I hope you liked yesterday’s post SQL Server Merge Join operator Part1. This operator requires an equality operator and inputs sorted in join predicate. In our example from yesterday, the join predicate has an equality operator and is using SalesOrderID column which are clustered indexes in respective tables and is sorted by SalesOrderID as it is the clustering key.
As inputs are sorted, merge join reads reads a row simultaneously from each of its inputs and compares them. If the row matches, they are returned and is not the smaller value is discarded since both inputs are sorted. This process continues until one of the tables is completed. Cost of this operator is the sum of both the inputs.
In case inputs are not sorted, the query optimizer may choose a different operator.
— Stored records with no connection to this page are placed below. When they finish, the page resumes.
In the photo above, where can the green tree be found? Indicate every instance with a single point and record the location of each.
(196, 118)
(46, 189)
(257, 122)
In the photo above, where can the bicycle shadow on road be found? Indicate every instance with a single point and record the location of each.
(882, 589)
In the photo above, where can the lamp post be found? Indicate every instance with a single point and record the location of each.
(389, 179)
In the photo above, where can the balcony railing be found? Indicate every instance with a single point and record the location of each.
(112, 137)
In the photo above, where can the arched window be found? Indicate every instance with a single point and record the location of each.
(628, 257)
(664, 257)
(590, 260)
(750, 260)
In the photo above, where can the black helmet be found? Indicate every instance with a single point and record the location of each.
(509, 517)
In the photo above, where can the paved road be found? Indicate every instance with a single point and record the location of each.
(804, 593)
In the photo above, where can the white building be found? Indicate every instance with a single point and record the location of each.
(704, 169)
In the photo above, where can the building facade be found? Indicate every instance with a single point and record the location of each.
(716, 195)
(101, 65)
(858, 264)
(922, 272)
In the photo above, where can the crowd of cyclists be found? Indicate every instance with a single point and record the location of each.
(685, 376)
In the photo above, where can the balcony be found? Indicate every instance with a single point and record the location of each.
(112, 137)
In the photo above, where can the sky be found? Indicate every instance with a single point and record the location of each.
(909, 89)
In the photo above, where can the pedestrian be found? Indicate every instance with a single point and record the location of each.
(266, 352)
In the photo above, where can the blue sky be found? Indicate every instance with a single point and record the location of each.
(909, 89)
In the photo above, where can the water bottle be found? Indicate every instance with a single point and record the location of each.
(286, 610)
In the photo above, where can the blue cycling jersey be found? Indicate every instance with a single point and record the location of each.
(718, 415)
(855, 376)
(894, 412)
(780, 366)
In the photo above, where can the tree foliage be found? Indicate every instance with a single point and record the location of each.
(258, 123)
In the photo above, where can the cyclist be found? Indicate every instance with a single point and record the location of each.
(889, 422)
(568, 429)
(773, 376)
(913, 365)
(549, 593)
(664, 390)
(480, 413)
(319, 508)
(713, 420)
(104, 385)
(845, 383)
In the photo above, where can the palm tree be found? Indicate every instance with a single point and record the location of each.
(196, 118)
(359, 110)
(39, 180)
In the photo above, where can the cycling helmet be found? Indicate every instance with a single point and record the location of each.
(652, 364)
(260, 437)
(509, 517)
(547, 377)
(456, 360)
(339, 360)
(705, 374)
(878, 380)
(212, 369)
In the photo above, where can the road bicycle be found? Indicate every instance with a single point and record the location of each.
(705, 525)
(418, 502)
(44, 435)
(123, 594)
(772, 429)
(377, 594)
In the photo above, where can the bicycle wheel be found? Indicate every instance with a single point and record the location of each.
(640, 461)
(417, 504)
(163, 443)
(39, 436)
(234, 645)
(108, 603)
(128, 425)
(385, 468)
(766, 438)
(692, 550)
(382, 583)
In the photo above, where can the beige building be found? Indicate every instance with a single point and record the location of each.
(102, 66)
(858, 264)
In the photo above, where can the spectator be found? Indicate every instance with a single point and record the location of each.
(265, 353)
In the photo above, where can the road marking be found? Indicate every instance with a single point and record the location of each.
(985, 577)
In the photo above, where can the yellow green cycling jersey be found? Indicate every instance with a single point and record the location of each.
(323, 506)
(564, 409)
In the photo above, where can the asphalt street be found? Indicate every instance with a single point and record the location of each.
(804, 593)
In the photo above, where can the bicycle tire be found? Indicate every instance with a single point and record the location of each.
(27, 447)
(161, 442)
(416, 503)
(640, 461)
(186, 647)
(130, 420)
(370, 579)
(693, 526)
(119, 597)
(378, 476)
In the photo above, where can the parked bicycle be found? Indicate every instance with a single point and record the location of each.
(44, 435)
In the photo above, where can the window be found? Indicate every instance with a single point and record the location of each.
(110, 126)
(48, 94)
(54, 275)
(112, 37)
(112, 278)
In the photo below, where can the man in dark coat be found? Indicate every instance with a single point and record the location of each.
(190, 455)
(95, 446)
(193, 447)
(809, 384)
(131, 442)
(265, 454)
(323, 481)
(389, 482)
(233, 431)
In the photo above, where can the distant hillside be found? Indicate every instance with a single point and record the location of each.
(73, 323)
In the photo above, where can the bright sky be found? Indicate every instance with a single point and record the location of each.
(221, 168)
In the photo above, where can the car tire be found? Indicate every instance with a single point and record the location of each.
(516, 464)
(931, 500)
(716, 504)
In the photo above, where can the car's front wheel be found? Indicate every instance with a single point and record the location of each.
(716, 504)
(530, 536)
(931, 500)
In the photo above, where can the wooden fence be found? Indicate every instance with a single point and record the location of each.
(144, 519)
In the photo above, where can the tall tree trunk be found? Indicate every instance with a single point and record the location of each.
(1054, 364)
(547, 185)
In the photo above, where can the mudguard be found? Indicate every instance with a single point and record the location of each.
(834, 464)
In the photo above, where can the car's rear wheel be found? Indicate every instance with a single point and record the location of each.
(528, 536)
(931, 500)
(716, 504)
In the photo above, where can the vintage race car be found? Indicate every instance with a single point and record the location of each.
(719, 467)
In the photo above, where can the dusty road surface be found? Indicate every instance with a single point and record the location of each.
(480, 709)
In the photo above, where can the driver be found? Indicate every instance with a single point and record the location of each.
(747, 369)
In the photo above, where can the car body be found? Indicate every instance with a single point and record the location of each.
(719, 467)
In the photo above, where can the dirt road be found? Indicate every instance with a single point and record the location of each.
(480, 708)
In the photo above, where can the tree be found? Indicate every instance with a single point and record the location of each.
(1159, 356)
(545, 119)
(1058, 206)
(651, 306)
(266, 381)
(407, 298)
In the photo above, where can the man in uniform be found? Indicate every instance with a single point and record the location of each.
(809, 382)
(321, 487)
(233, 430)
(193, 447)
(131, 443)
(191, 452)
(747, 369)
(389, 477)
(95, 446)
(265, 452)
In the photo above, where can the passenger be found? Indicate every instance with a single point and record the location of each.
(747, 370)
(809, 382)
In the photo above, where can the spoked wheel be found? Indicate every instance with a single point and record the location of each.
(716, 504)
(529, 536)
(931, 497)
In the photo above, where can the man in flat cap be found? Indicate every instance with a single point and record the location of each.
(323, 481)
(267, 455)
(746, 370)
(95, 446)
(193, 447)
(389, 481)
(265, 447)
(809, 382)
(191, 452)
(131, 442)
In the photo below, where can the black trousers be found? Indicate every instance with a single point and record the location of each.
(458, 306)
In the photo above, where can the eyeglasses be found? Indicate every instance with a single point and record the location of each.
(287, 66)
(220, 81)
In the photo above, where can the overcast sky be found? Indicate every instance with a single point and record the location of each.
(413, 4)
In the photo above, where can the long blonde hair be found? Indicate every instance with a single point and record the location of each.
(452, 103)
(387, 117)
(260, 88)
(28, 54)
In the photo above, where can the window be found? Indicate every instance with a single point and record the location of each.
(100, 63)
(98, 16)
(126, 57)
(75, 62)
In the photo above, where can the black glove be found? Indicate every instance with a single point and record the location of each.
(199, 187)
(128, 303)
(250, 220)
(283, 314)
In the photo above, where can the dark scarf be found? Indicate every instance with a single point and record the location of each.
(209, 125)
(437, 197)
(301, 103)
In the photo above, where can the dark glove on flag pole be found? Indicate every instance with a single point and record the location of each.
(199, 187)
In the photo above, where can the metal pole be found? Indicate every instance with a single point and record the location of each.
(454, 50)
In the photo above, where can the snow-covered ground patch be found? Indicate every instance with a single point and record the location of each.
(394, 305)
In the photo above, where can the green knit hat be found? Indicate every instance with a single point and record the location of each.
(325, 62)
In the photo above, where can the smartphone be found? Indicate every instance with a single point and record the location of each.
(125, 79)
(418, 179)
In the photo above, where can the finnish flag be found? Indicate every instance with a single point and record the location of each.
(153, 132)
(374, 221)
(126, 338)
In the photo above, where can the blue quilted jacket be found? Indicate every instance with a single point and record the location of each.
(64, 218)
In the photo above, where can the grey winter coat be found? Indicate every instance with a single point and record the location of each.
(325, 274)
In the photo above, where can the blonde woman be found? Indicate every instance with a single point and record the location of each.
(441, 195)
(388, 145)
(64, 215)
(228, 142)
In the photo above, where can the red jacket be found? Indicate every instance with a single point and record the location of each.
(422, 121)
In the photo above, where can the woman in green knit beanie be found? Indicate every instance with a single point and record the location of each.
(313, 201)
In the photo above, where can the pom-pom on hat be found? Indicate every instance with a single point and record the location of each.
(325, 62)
As an example, following query will use a nested loop join.
USE [AdventureWorks2012] SELECT EMP.BusinessEntityID FROM HumanResources.Employee EMP INNER JOIN Sales.SalesPerson AS SLS ON EMP.BusinessEntityID = SLS.BusinessEntityID
In the example, Employee table is sorted on BusinessEntityID column whereas but not on Sales table which can be verified from ToolTip and hence query optimizer chosen nested loop join and not merge join operator.
Query optimizer is most likely to choose this operator for medium to large inputs and there is an equality operator on the predicate which are sorted on both the inputs.
That’s it for today, see you tomorrow.